Und so gibt es immer, in jeder Debatte, die destruktiven Kräfte, die mit großer Reichweite und Wirkung Lügen verbreiten, die Aussagen und Taten absichtlich fehlinterpretieren, die Dinge aus dem Kontext reißen, die mit voller Berechnung niedere Instinkte anstacheln. Und es gibt immer die Dummen oder Denkfaulen oder Fühlfaulen, die dafür empfänglich sind, die nichts anderes wollen, als nach einem emotional unbefriedigenden Tag Zeitung zu lesen oder Fernsehen zu gucken oder ins Internet zu gehen und vom Sofa aus: «Weg mit dem Gesindel, den Schmarotzern, den Gören, den Ausländern, den Terroristen!» zu brüllen. Denn egal, wie machtlos diejenigen sind, die medial als Unruhestifter präsentiert werden, den Sofaschimpfer*innen gelingt es immer, sie als Bedrohung für die eigene Bequemlichkeit zu sehen und als Sündenbock für die Unzufriedenheit mit dem eigenen Leben.
«Ich kriege keinen Job? Die Ausländer nehmen uns die Arbeitsplätze weg!»
«Ich habe einen Job, den ich aber hasse? Die Sozialschmarotzer leben von meinen Steuern!»
«Ich kriege keine Frau ab? Die linksgrünversifften Schlampen haben verlernt, echte Männer zu lieben!»
«Ich stehe jeden Morgen eine Stunde im Stau, weil nicht genug Geld in den Ausbau des öffentlichen Nahverkehrs gesteckt wird und sich zu viele Leute haben einreden lassen, ein fettes Auto sei ein erstrebenswertes Statussymbol? Die Klimaterroristen haben sich auf der Autobahn festgeklebt!»
Und über die «Klimaterroristen» – das scheint inzwischen ein gängiges Synonym für Menschen zu sein, die den Planeten auch für unsere Kinder bewohnbar halten wollen – lässt es sich gerade besonders gut aufregen.
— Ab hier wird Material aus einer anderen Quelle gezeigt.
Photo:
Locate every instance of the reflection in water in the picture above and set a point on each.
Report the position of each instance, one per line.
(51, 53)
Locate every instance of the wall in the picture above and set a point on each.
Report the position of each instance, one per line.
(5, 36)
Lasst uns kurz den unangenehmen Teil hinter uns bringen: die Fakten. Uäh, Fakten. Ich weiß. Also ganz schnell. Seit einer Weile wird ziemlich viel über die Klimaproteste der Letzten Generation geredet. Zuerst offenbarte sich eine Nation der Gemäldeliebhaber*innen, die vor lauter Kunstsinn die Existenz von schützenden Glasscheiben leugnete, und dann kam die Geschichte mit dem Betonmischer, dem Stau und der Fahrradfahrerin. Folgendes ist passiert: Die Letzte Generation hat als Klimaprotest eine Autobahn blockiert. Es ist ein Stau entstanden. Unabhängig davon gab es einen Unfall, bei dem ein Betonmischer, also ein Lkw, eine Fahrradfahrerin überrollt hat, die letztlich an ihren Verletzungen gestorben ist. Ein Spezialrüstwagen von der Feuerwehr stand im Stau und kam verspätet zum Unfallort.
Dann gab es ein paar Tage der Unklarheit: Hatte der Stau Einfluss auf die Rettung der Fahrradfahrerin? Hätte sie sonst vielleicht überlebt? Wer trug die Schuld an der fehlenden Rettungsgasse? Hat der Klimaprotest vielleicht zum Tod eines Menschen beigetragen?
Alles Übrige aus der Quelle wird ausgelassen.